Nature | Toolbox: Q&A

My digital toolbox: Ecologist Christie Bahlai talks data hygiene

Data wrangler recommends OpenRefine, DMPTool and Morpho.

Article tools

Rights & Permissions

Christine Bahlai

Christie Bahlai uses a variety of software packages to analyse data on invasive species that can damage crops.

In the first of a regular series, Christie Bahlai, an ecologist at Michigan State University in East Lansing, discusses the software and tools she finds most useful in her research.

How would you describe your research?

I’m interested in how insects that are important in agricultural systems respond to disturbances like invasive species and environmental change. For example, I recently completed a study examining the responses of several different native species of lady beetle to the arrival of an invasive lady beetle over a 24-year period in the US Midwest. I use collaboratively generated data in my own work, so a lot of my time is spent seeking out data sources and compiling them into usable formats — and doing analyses.

Which software, websites or tools do you use on a regular basis, and why?

The single greatest data management tool I’ve come across in the past year is OpenRefine. It is a fantastic web-based tool that streamlines the process of cleaning up messy data.

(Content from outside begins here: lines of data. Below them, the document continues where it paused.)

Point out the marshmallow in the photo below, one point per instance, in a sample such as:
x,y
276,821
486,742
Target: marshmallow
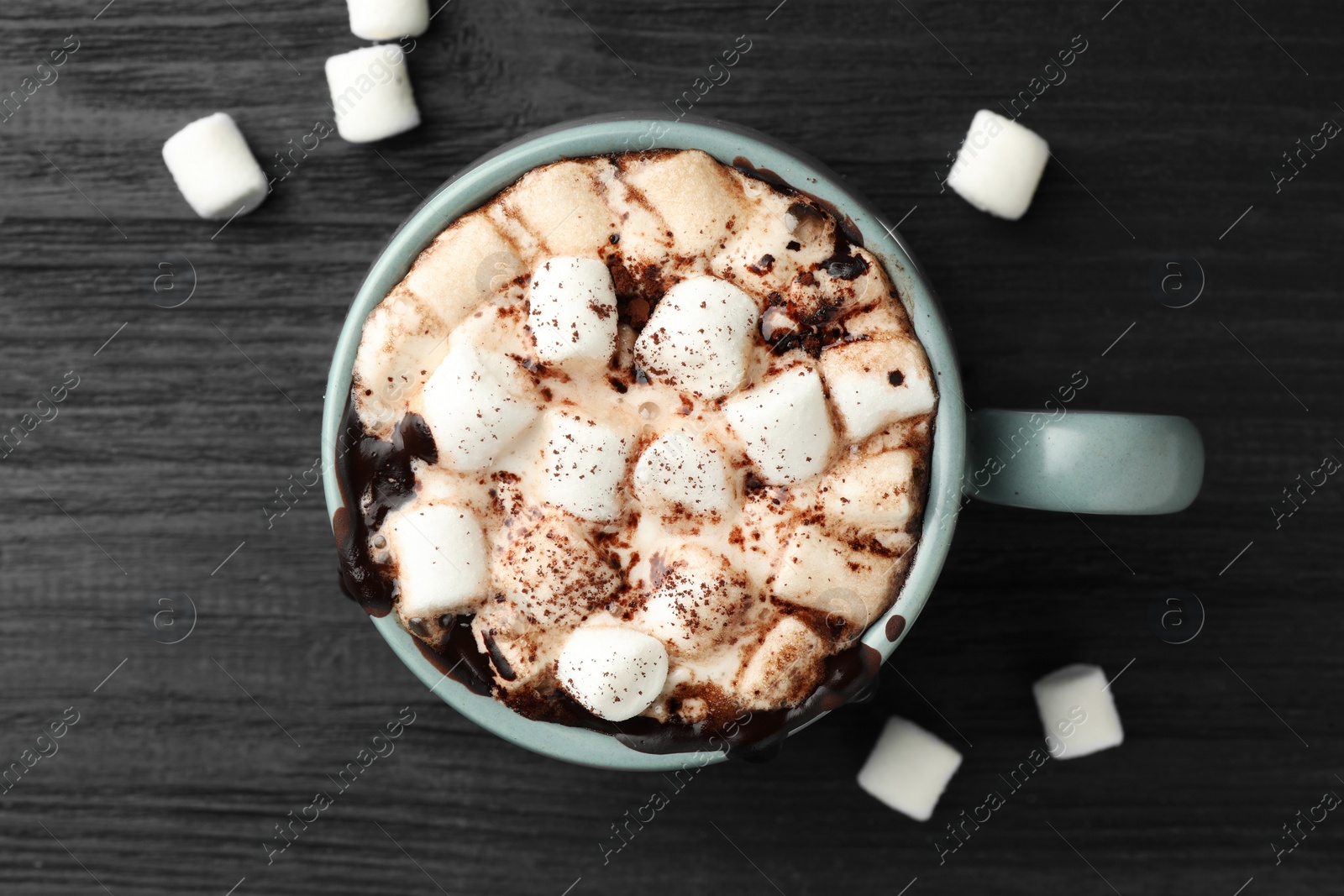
x,y
1079,712
548,566
877,382
573,311
698,338
441,560
371,93
999,165
784,669
832,577
785,426
909,768
517,649
870,492
696,595
584,463
612,672
475,405
387,19
683,472
214,170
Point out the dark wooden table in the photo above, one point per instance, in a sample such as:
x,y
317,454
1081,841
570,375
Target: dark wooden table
x,y
147,493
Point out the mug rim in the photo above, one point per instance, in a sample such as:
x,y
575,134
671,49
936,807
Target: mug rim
x,y
729,143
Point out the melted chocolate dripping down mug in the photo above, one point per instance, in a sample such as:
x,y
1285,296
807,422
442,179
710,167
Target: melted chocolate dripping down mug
x,y
1052,459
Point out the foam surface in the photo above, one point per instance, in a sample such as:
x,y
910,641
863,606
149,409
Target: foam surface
x,y
214,170
655,382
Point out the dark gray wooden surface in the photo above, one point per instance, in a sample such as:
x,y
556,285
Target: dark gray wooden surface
x,y
160,463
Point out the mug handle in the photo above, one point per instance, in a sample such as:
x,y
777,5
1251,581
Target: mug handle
x,y
1085,461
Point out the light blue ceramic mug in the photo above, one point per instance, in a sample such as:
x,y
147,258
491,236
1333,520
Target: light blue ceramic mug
x,y
1054,458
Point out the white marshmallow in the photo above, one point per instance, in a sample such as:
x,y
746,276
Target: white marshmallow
x,y
475,405
584,461
870,492
683,472
877,382
387,19
823,573
999,165
696,338
441,560
546,564
694,598
214,170
573,311
909,768
612,671
784,669
785,426
371,93
1079,712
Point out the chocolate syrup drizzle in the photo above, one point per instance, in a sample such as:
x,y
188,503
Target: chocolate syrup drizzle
x,y
381,470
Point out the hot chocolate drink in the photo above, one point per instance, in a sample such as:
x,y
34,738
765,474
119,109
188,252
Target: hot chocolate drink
x,y
642,445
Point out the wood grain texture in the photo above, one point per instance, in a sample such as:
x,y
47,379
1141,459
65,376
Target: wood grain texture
x,y
161,459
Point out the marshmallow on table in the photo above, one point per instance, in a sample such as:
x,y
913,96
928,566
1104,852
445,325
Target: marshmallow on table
x,y
584,463
387,19
680,470
371,93
877,382
214,170
612,672
999,165
441,560
696,338
571,311
785,425
1079,712
909,768
476,403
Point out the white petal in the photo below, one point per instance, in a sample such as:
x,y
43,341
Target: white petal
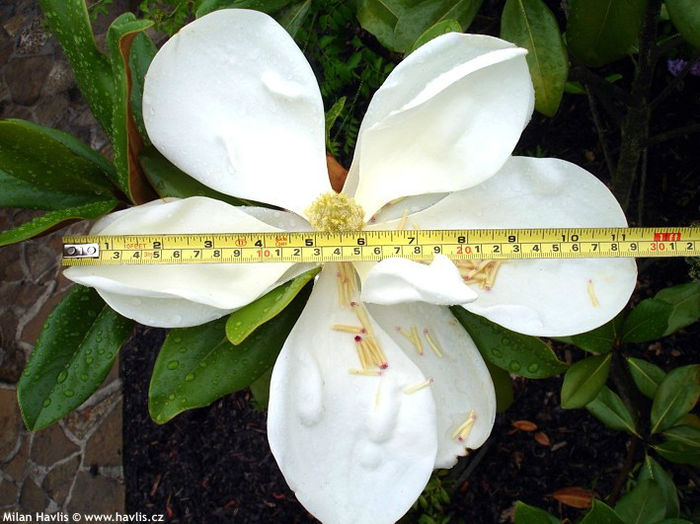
x,y
232,101
183,290
461,382
355,449
446,119
398,280
542,297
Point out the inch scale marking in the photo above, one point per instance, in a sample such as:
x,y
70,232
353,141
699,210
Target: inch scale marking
x,y
356,246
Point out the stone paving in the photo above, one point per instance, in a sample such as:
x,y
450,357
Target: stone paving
x,y
76,464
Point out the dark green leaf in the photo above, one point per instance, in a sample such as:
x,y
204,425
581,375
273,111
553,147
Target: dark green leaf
x,y
644,504
503,385
125,137
601,31
652,470
73,355
243,322
648,321
266,6
601,513
520,354
379,17
646,375
169,181
584,380
47,160
530,24
611,411
198,365
142,52
685,434
70,22
292,17
679,452
55,219
675,397
685,15
525,514
414,21
441,28
685,299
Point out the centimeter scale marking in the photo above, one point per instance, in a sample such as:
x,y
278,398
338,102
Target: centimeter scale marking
x,y
355,246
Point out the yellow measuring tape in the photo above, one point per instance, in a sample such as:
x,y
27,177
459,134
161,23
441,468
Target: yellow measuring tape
x,y
357,246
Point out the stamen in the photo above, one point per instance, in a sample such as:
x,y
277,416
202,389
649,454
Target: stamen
x,y
418,387
432,343
365,372
592,295
346,328
463,431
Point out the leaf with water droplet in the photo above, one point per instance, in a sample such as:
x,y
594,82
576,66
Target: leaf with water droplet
x,y
63,377
243,322
520,354
212,366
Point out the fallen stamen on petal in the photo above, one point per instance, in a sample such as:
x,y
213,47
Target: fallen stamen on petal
x,y
365,372
418,387
432,343
592,295
462,432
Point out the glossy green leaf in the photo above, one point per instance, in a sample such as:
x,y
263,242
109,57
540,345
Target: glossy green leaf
x,y
47,160
244,321
675,397
73,355
685,299
125,137
599,340
198,365
440,28
56,219
685,15
601,31
530,24
584,380
525,514
169,181
679,452
647,321
292,17
519,354
646,375
601,513
266,6
416,19
70,22
503,386
142,52
652,470
645,504
608,407
260,389
379,17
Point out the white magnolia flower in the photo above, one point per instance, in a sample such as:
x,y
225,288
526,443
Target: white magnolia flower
x,y
377,384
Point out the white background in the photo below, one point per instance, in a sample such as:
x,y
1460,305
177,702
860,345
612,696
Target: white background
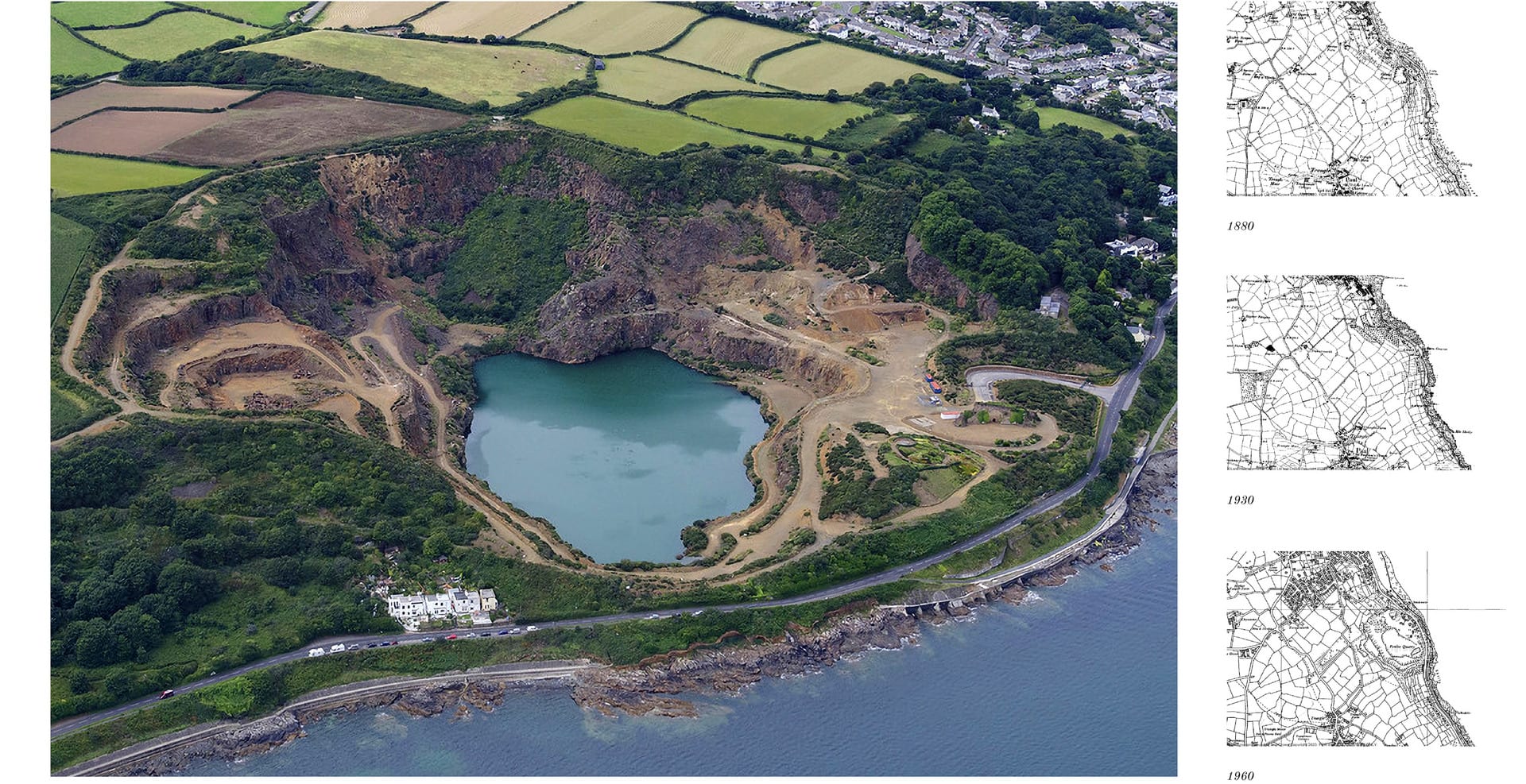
x,y
1456,290
1461,266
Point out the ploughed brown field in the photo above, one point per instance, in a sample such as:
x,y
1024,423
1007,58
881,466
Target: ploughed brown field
x,y
130,133
272,126
104,95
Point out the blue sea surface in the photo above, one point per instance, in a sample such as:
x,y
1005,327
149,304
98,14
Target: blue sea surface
x,y
1078,681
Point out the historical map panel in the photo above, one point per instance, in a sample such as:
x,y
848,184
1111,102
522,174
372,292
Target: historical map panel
x,y
1330,379
1325,101
1327,649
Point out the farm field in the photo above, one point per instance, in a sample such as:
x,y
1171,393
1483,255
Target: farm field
x,y
68,246
730,44
104,95
827,66
362,16
615,28
477,20
661,81
286,124
272,126
776,116
72,57
87,174
466,72
867,132
1052,116
172,34
95,14
129,133
649,130
265,14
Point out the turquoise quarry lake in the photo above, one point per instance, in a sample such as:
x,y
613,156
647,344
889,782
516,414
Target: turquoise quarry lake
x,y
1078,681
618,454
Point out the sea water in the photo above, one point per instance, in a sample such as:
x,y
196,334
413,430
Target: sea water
x,y
1081,679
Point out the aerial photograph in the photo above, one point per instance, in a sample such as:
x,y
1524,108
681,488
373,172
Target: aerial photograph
x,y
612,388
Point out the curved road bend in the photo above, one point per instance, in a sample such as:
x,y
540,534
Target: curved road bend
x,y
1110,424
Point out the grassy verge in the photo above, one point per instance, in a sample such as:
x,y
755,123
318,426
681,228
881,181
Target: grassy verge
x,y
263,691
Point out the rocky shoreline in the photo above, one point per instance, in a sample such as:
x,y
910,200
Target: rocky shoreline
x,y
650,687
653,687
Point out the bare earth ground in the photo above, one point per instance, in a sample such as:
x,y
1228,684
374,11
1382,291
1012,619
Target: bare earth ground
x,y
477,20
275,363
359,14
130,133
272,126
104,95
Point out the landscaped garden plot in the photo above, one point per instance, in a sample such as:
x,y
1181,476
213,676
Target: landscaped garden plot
x,y
68,245
104,95
730,44
649,130
365,16
466,72
265,14
86,174
172,34
287,124
72,57
272,126
615,28
478,20
827,66
776,116
663,81
1052,116
104,14
129,133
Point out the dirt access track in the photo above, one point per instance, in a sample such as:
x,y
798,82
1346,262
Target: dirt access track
x,y
371,380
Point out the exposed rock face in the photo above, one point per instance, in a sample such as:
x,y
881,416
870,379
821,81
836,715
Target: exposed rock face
x,y
928,273
194,319
643,689
237,742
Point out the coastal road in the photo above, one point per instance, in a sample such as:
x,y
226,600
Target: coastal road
x,y
1124,389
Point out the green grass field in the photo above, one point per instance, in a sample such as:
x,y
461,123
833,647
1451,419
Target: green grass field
x,y
827,66
1052,116
869,132
661,81
777,116
730,44
263,14
172,34
89,174
933,144
614,28
68,246
72,57
99,14
466,72
649,130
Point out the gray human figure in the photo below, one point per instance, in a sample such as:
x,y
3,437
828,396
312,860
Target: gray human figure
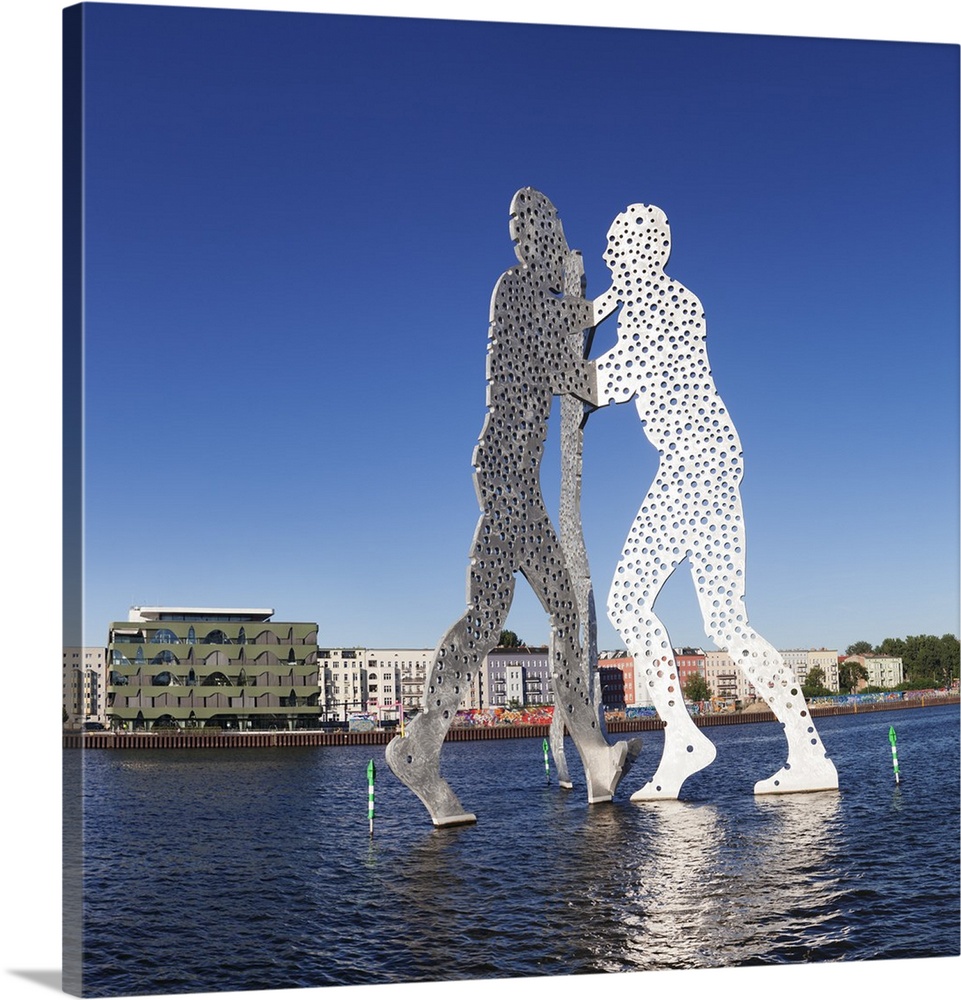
x,y
692,511
573,415
529,360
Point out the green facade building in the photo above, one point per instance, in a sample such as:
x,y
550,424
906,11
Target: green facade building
x,y
224,668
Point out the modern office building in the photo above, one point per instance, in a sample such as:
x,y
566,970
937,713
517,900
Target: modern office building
x,y
225,668
84,686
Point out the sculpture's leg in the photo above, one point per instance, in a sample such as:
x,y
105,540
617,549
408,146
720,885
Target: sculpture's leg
x,y
415,756
575,703
808,767
686,749
721,596
630,608
556,741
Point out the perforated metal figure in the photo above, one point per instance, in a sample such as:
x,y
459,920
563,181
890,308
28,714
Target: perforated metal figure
x,y
531,357
692,511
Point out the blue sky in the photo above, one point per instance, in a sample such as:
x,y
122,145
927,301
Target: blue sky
x,y
293,226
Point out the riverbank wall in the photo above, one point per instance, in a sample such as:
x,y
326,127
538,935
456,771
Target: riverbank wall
x,y
186,739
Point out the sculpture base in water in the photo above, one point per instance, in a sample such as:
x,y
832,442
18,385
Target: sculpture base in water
x,y
815,776
417,763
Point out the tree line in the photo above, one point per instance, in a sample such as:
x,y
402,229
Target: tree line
x,y
929,661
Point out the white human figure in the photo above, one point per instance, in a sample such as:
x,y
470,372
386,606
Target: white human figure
x,y
692,510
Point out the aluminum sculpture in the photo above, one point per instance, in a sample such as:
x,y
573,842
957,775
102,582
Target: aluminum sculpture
x,y
535,351
692,510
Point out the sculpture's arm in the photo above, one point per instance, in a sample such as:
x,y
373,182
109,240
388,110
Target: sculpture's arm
x,y
615,379
604,305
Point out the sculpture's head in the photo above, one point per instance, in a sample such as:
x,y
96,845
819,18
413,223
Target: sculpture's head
x,y
639,240
537,231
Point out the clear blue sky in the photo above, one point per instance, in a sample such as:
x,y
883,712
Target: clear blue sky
x,y
294,223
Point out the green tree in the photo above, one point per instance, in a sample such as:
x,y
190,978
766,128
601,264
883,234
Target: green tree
x,y
814,686
891,647
696,689
926,658
849,673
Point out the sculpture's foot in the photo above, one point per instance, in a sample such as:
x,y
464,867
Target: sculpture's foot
x,y
563,774
678,762
817,774
607,766
418,767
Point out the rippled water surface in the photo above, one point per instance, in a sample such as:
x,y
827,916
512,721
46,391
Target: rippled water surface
x,y
253,869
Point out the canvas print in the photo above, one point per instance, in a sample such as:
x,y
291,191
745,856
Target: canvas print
x,y
512,501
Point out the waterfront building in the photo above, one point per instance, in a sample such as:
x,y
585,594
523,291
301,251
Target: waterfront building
x,y
609,660
690,663
516,677
882,671
803,661
84,686
223,668
395,679
726,681
342,677
612,687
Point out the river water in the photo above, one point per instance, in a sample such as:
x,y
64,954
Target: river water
x,y
210,870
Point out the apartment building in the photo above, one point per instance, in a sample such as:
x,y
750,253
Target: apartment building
x,y
617,678
515,677
84,686
803,661
882,671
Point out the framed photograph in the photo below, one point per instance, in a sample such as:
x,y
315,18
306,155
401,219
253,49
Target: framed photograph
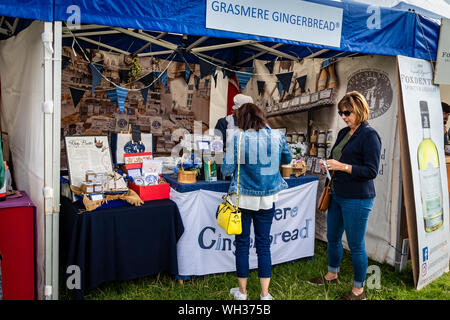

And it is, to my knowledge, the only tool of its kind with a user-friendly graphical interface. When you’re dealing with large data sets, it’s inevitable that errors will creep in over time, especially if data entry is performed by multiple researchers. These tiny errors can lead to big problems down the road. The problem is that a lot of these errors are hard to see with the human eye, so they don’t get caught until much later in the scientific process — if they get caught at all. If you have a large data set or complex data, it is even harder to see and catch these errors.

For example, I first used OpenRefine on a very large, very messy data set. This particular data set had been collected over 9 years, and documented the abundance of just over 100 of species of aphid throughout the study period, leading to a data set that contained almost 700,000 observations. Because species names are not easy to spell, a lot of small errors crept in, not to mention several taxonomic revisions where species names changed, merged or split over the course of the study. When I first loaded this data set into my statistics software, it told me we had over 800 'species' — each typo was being counted as one species!

Visit the Toolbox hub for more articles

OpenRefine has a wide variety of applications, but the function I use most is called 'faceting', which allows you to quickly see all the different text strings that occur for each type of data in your database. In my data set, I could visually examine the list of species and replace any obvious typos, or use the 'cluster' function, where OpenRefine uses a variety of algorithms to locate similar text strings and suggests they be combined. It’s very efficient and has saved me hours of work that would have been spent manually cleaning data.

I found that OpenRefine was really intuitive. It guides you through the steps of importing your data, and its interface is clean and logical. The best part is that you can explore its functions without worrying about messing up your data, because it makes no changes to your original data file.

Which emerging tools do you have your eyes on?

I find it very exciting that people are taking a lot more interest in preserving their data for the future. I haven’t had a chance to use them yet, but I think DMPtool, a tool for helping scientists to develop data-management plans, and Morpho, a tool for helping scientists to develop informative metadata to accompany their data sets, will be big players in the coming years.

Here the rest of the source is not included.